New Wave Foods is also working on a shrimp alternative made from seaweed. And several other startups are making animal-free products. Earlier this year, Pembient hit the headlines with its synthetic rhino horn.
Could Smart Fin Backfire?
New Wave Foods’ approach is not without its skeptics. Some say the approach is well-meant, but it could backfire.
“This timing strikes me as incredibly poor,” says Andrew Harmon with WildAid, a San Francisco environmental group.
Harmon says conservationists have been focusing on shutting down demand for shark fin, and those efforts are starting to pay off in Asia.
“The younger generation is really moving away from shark fin,” Harmon says. “The Chinese government has banned shark fin from official banquets.”
Harmon expressed concerns that making shark fin look cool again—even if it’s artificial—will undermine those efforts.
He harbors similar reservations about the genetically identical rhino horn from Pembient. He says products like these can make it harder to catch those who sell the real thing.
“Time and time again,” he says, “we’ve seen that the legal trade in wildlife products only serves to provide cover for illegal shipments.”
That said, officials with California’s Department of Fish and Wildlife say it’s unlikely restaurants would list the artificial product on their menus and then serve the real thing.

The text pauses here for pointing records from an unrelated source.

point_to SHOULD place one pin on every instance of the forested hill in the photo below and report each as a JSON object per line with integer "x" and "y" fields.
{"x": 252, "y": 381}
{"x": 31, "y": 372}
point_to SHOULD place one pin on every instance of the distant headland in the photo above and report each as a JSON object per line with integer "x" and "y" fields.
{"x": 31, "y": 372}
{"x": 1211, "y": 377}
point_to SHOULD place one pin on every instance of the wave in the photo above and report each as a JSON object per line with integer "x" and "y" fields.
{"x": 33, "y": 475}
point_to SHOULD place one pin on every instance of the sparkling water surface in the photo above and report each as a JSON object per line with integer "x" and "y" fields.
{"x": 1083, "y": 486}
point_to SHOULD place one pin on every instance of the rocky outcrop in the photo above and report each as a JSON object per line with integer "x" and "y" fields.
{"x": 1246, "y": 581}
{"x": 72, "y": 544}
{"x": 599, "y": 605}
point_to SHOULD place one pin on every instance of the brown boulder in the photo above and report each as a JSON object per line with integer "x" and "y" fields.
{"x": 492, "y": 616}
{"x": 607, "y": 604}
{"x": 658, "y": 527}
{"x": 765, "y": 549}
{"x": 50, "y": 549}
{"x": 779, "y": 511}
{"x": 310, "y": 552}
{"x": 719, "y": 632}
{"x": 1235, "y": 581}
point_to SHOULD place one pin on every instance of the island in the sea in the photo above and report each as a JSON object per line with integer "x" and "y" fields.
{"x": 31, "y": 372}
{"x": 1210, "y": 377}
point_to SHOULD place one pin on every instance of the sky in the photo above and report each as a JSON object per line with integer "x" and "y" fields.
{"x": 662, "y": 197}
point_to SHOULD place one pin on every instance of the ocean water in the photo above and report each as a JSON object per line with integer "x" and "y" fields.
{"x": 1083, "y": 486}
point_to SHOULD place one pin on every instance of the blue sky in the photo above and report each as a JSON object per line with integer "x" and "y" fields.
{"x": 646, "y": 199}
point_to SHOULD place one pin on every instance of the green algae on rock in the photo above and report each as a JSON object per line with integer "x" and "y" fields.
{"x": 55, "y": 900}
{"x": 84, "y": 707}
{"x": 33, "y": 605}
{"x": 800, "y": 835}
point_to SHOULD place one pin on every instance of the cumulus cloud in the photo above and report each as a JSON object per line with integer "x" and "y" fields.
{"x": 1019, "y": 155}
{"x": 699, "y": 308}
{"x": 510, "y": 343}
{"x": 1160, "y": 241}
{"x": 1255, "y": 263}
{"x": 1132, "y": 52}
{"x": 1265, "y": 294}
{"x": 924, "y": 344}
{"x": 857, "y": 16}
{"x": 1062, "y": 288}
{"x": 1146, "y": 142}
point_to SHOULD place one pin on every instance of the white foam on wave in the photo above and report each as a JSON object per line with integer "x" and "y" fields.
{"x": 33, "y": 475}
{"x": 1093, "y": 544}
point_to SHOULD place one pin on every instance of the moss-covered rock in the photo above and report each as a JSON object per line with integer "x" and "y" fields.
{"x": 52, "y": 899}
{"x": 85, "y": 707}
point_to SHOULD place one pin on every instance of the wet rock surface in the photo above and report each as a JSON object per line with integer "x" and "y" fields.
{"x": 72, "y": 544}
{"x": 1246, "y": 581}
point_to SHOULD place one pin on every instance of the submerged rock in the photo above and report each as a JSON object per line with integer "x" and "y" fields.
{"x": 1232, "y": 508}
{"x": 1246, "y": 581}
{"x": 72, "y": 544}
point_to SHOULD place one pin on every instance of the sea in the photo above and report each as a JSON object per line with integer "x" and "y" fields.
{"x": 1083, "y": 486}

One said that’d be like charging diners for cheap imitation crab, while serving much pricier real crab.
Would You Eat Artificial Shark Fin?
It remains to be seen if synthetic shark fin soup will be a hit with diners. But if it’s any indication, one Bay Area chef has been experimenting with shark fin alternatives for years—with some success.
Lee starts with the same kind of broth as in traditional shark fin soup: ham and double-boiled chicken. He adds texture using what are called hydrocolloids, so he can press out fine brown strands, almost like noodles, that mimic the elastic snap of shark fin.
“We’re still serving it five years later,” says Lee, “so I think it turned out well.”